就这样这样反复迭代下去，直到收敛，即可得到最终的模型。之后便是测试过程了。

3 小试牛刀：CIFAR-10分类

CIFAR-10是一个常用的彩色图片数据集，它有10个类别: ‘airplane’, ‘automobile’, ‘bird’, ‘cat’, ‘deer’, ‘dog’, ‘frog’, ‘horse’, ‘ship’, ‘truck’。每张图片都是3×32×32，也即3-通道彩色图片，分辨率为32×32。通过百度网盘下载到本地会更有效率。

实现对CIFAR-10分类的步骤如下：

数据处理。
构建网络。
训练网络。
测试网络。

3.1 数据处理

加载并预处理CIFAR-10数据集，如下：

import torch
import torchvision as tv
import torchvision.transforms as transforms
from torchvision.transforms import ToPILImage

# 第一次运行程序torchvision会自动下载CIFAR-10数据集。
# 大约163M，需花费一定的时间。
# 如果已经下载有CIFAR-10，可通过root参数指定。

# 定义对数据的预处理方式
transform = transforms.Compose([
        transforms.ToTensor(), # 把一个取值范围是[0,255]的PIL.Image或者shape为(H,W,C)的numpy.ndarray，转换成形状为[C,H,W]，取值范围是[0,1.0]的torch.FloadTensor。
        transforms.Normalize((0.5, 0.5, 0.5), (0.5, 0.5, 0.5)), # 归一化。Normalize(mean,std)：这里有三个通道，每个通道减去均值后除以标准差。
                             ])

# 训练集
trainset = tv.datasets.CIFAR10(
                    root = 'H:/Data/CIFAR-10/', 
                    train = True, 
                    download = True,
                    transform = transform)
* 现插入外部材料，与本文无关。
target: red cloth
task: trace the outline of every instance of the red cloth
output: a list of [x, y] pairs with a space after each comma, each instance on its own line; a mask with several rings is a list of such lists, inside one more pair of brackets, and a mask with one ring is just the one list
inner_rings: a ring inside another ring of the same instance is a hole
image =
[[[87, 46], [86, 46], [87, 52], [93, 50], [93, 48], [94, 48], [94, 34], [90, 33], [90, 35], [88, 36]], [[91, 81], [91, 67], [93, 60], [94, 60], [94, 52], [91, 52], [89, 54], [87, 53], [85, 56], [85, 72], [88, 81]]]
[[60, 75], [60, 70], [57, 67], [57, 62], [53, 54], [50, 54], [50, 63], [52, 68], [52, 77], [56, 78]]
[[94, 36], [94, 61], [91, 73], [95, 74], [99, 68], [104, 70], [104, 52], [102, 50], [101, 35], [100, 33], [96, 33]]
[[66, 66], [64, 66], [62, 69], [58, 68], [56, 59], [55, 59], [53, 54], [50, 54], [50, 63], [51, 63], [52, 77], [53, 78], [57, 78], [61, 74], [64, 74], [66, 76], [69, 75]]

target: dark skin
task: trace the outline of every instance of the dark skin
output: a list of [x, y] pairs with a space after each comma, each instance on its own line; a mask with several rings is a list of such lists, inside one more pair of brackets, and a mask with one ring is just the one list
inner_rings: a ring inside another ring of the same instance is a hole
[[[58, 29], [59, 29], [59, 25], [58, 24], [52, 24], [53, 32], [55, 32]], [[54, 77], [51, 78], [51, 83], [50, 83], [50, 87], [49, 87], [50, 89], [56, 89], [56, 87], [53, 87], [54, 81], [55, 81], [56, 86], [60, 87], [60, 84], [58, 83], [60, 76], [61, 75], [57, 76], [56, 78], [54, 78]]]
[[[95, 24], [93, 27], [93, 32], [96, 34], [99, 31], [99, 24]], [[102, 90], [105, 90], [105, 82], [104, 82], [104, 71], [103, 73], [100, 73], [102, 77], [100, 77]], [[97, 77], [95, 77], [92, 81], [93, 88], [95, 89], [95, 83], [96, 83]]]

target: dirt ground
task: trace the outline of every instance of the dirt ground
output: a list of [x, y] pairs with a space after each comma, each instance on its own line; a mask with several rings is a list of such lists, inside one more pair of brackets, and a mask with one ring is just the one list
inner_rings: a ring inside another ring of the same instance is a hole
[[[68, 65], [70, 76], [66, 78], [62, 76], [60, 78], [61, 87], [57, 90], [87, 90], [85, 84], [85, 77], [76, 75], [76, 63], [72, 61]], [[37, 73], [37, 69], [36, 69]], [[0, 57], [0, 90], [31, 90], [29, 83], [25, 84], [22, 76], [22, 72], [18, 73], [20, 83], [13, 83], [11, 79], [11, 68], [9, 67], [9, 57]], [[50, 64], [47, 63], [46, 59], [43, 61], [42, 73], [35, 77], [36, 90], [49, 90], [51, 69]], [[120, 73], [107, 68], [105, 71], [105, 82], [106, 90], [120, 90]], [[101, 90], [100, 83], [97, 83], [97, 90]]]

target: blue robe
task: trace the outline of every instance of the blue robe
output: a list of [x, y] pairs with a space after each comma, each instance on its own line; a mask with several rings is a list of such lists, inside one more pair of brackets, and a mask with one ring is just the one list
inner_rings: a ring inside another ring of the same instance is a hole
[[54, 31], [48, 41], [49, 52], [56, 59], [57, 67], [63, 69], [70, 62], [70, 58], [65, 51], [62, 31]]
#################参数说明#################
# root : cifar-10-batches-py 的根目录。
# train : True = 训练集； False = 测试集 。
# download :  True = 从互联上下载数据，并将其放在root目录下。如果数据集已经下载，什么都不干。
# transform : A function/transform = 将PIL(python image library) image进行转换。
# target_transform : A function/transform = 对target（即标签）进行转换。 
#########################################

trainloader = torch.utils.data.DataLoader(  #数据加载器。组合数据集和采样器，并在数据集上提供单进程或多进程迭代器。
                    trainset, 
                    batch_size = 4,
                    shuffle = True, 
                    num_workers = 2)

#################参数说明#################
# dataset (Dataset) – 加载数据的数据集。
# batch_size (int, optional) – 每个batch加载多少个样本。(默认: 1)
# shuffle (bool, optional) – 设置为True时会在每个epoch（整个训练集被遍历的次数）重新打乱数据。(默认: False)
# sampler (Sampler, optional) – 定义从数据集中提取样本的策略。如果指定，则忽略shuffle参数。
# num_workers (int, optional) – 用多少个子进程加载数据。0表示数据将在主进程中加载。(默认: 0)
# collate_fn (callable, optional) – 合并一个示例列表以形成一个Mini-batch。
# pin_memory (bool, optional) – 如果为True，数据加载器将把张量复制到CUDA固定内存中，然后返回它们。
# drop_last (bool, optional) – 如果数据集大小不能被batch size整除，则设置为True后可删除最后一个不完整的batch。如果设为False并且数据集的大小不能被batch size整除，则最后一个batch将更小。(默认: False)
#########################################

# 测试集
testset = tv.datasets.CIFAR10(
                    'H:/Data/CIFAR-10/',
                    train = False, 
                    download = True, 
                    transform = transform)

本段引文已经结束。